Bug #43108 ndbmtd - online add node fails
Submitted: 23 Feb 2009 13:27 Modified: 14 Mar 2009 12:42
Reporter: Johan Andersson Email Updates:
Status: Closed Impact on me:
None 
Category:MySQL Cluster: Cluster (NDB) storage engine Severity:S3 (Non-critical)
Version:mysql-5.1-telco-6.4 OS:Any
Assigned to: Jonas Oreland CPU Architecture:Any
Tags: ndbmtd, online add node

[23 Feb 2009 13:27] Johan Andersson
Description:
I have two data nodes running:

Connected to Management Server at: localhost:1186
Node 3: started (mysql-5.1.32 ndb-6.4.3)
Node 4: started (mysql-5.1.32 ndb-6.4.3)
Node 5: not connected
Node 6: not connected

Now I want to add 5 and 6:
5: ndbmtd --initial
6: ndbmtd --initial

[root@ps-ndb01 tools]# ndb_mgm -e "all status"
Connected to Management Server at: localhost:1186
Node 3: started (mysql-5.1.32 ndb-6.4.3)
Node 4: started (mysql-5.1.32 ndb-6.4.3)
Node 5: starting (Last completed phase 3) (mysql-5.1.32 ndb-6.4.3)
Node 6: starting (Last completed phase 1) (mysql-5.1.32 ndb-6.4.3)

When node 5 says "last completed phase is 4" and
node 6 says "last completed phase is 2" 

[root@ps-ndb01 tools]# ndb_mgm -e "all status"
Connected to Management Server at: localhost:1186
Node 3: started (mysql-5.1.32 ndb-6.4.3)
Node 4: started (mysql-5.1.32 ndb-6.4.3)
Node 5: starting (Last completed phase 4) (mysql-5.1.32 ndb-6.4.3)
Node 6: starting (Last completed phase 2) (mysql-5.1.32 ndb-6.4.3)

Then cluster is no more:
[root@ps-ndb01 tools]# ndb_mgm -e "all status"
Connected to Management Server at: localhost:1186
Node 3: not connected
Node 4: not connected
Node 5: not connected
Node 6: not connected

How to repeat:
* online add node with ndbmtd

Suggested fix:
fix the bug :)
[23 Feb 2009 13:32] Johan Andersson
trace files
ftp://ftp.mysql.com/pub/mysql/upload/ndb_error_report_20090223141128.tar.bz2
[12 Mar 2009 6:53] Bugs System
A patch for this bug has been committed.
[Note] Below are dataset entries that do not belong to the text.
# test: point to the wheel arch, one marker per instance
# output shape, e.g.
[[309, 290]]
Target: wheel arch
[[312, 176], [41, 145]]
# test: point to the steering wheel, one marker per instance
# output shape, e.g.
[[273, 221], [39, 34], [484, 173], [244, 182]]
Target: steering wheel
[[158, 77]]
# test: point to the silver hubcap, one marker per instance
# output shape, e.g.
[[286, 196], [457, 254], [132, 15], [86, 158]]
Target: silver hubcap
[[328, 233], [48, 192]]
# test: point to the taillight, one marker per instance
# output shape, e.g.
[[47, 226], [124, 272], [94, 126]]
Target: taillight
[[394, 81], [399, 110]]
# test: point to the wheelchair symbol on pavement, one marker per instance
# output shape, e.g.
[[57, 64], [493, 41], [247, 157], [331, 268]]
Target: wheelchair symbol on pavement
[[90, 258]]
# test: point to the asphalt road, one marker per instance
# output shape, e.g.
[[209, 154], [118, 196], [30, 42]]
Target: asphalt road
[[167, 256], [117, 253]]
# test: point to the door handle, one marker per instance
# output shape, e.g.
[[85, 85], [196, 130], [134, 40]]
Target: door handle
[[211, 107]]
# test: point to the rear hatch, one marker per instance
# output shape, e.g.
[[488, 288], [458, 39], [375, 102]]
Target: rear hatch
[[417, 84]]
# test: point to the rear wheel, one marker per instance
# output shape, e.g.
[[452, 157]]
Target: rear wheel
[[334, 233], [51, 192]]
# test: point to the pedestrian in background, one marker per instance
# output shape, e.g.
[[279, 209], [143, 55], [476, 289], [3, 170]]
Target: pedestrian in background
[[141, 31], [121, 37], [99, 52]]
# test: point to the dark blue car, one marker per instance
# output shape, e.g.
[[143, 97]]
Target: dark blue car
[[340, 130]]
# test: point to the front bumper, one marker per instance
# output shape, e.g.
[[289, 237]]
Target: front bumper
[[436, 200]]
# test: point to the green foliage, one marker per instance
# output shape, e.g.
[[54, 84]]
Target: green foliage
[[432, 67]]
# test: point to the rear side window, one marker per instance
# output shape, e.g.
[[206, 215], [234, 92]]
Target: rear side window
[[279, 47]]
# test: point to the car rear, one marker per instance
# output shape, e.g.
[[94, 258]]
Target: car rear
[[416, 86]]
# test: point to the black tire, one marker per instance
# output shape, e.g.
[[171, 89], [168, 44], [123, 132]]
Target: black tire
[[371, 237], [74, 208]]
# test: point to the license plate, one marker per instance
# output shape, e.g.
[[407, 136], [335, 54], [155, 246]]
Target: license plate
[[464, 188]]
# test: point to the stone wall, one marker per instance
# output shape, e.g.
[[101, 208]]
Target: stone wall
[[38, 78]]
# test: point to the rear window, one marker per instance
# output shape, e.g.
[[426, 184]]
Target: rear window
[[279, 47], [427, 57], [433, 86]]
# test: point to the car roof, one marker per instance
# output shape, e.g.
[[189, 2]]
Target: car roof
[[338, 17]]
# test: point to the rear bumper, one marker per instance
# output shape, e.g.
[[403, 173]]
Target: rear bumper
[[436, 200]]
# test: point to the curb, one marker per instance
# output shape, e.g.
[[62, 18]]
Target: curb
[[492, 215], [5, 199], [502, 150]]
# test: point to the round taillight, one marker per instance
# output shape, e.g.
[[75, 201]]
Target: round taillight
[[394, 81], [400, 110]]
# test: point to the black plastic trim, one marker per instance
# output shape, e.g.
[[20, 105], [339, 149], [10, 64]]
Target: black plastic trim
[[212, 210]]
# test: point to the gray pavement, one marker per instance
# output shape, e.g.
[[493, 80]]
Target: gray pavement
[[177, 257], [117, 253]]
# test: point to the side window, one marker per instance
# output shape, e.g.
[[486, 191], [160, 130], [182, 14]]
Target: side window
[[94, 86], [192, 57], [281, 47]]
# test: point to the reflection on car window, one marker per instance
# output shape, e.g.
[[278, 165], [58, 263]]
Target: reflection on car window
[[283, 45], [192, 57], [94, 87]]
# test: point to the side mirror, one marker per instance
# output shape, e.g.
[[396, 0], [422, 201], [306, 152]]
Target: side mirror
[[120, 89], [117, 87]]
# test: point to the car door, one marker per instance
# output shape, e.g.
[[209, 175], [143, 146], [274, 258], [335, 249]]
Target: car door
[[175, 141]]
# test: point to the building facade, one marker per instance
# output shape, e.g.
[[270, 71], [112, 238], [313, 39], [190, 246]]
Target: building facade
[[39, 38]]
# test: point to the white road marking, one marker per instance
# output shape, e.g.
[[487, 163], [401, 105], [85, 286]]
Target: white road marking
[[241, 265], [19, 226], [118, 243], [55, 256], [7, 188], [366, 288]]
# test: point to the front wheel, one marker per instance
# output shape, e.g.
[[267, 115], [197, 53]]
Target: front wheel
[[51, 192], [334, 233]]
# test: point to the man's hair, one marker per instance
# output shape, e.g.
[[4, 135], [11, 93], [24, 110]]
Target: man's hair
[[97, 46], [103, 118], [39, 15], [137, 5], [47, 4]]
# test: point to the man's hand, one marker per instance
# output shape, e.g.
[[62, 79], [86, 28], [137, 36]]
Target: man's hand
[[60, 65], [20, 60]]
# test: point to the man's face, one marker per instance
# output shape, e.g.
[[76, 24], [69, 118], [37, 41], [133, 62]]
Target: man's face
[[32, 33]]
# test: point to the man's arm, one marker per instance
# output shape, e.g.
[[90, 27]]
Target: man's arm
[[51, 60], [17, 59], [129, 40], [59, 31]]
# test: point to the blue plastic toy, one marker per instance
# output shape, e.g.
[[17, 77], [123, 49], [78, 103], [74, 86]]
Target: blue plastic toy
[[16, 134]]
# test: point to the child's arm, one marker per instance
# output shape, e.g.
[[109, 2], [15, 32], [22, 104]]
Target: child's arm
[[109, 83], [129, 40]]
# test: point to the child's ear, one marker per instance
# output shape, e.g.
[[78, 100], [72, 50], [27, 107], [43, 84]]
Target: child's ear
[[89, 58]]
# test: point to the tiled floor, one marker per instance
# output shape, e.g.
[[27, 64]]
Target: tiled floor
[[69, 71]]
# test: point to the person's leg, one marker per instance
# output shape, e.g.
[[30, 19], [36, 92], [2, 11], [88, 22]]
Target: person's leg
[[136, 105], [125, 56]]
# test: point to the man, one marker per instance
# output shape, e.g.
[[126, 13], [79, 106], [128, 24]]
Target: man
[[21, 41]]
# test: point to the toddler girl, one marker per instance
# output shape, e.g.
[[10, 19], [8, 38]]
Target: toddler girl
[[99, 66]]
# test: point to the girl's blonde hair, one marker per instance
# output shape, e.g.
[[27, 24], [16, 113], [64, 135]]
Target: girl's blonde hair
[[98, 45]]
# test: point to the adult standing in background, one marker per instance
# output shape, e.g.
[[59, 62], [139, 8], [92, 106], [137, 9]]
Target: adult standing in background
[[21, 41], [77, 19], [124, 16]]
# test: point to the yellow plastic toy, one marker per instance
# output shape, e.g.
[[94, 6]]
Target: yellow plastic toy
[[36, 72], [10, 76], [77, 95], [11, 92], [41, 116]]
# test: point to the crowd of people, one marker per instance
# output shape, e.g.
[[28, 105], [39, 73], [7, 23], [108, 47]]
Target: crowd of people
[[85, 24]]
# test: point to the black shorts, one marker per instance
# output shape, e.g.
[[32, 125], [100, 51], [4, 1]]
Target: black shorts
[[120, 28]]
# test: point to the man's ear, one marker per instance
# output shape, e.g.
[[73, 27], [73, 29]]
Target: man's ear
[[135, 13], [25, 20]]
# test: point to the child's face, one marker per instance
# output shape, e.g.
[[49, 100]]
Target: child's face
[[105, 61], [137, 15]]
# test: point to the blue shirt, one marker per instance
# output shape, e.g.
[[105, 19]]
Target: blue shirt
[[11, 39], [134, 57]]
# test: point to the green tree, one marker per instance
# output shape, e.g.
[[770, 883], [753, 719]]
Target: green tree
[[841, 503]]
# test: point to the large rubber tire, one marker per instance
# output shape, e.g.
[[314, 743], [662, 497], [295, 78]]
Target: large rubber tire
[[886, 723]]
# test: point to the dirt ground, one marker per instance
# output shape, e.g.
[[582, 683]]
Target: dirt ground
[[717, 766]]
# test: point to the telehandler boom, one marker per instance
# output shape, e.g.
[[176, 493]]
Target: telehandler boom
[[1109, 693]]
After review, it may
be pushed to the relevant source trees for release in the next
version. You can access the patch from:

  http://lists.mysql.com/commits/68994

2934 Jonas Oreland	2009-03-12
      ndb - bug#43108 - part I - remove LocalProxy::Node, send LCP_*_REP using local DIH instead
[12 Mar 2009 6:53] Bugs System
Pushed into 5.1.32-ndb-7.0.4 (revid:jonas@mysql.com-20090312065239-3exz40e2dnn5y5lb) (version source revid:jonas@mysql.com-20090312065239-3exz40e2dnn5y5lb) (merge vers: 5.1.32-ndb-7.0.4) (pib:6)
[13 Mar 2009 7:50] Bugs System
A patch for this bug has been committed. After review, it may
be pushed to the relevant source trees for release in the next
version. You can access the patch from:

  http://lists.mysql.com/commits/69093

2937 Jonas Oreland	2009-03-13
      ndb - bug#43108 - redo DblqhProxy handling of LCP
[13 Mar 2009 8:18] Bugs System
Pushed into 5.1.32-ndb-7.0.4 (revid:jonas@mysql.com-20090313081433-xri9mdj8hb2dd6pt) (version source revid:jonas@mysql.com-20090313074942-56mp5oyxwurwx0t9) (merge vers: 5.1.32-ndb-7.0.4) (pib:6)
[14 Mar 2009 12:42] Jon Stephens
Documented bugfix in the NDB-7.0.4 changelog as follows:

        It was not possible to add new data nodes to the cluster online 
        using multi-threaded data node processes (ndbmtd).

Also noted in "Adding MySQL Cluster Data Nodes Online".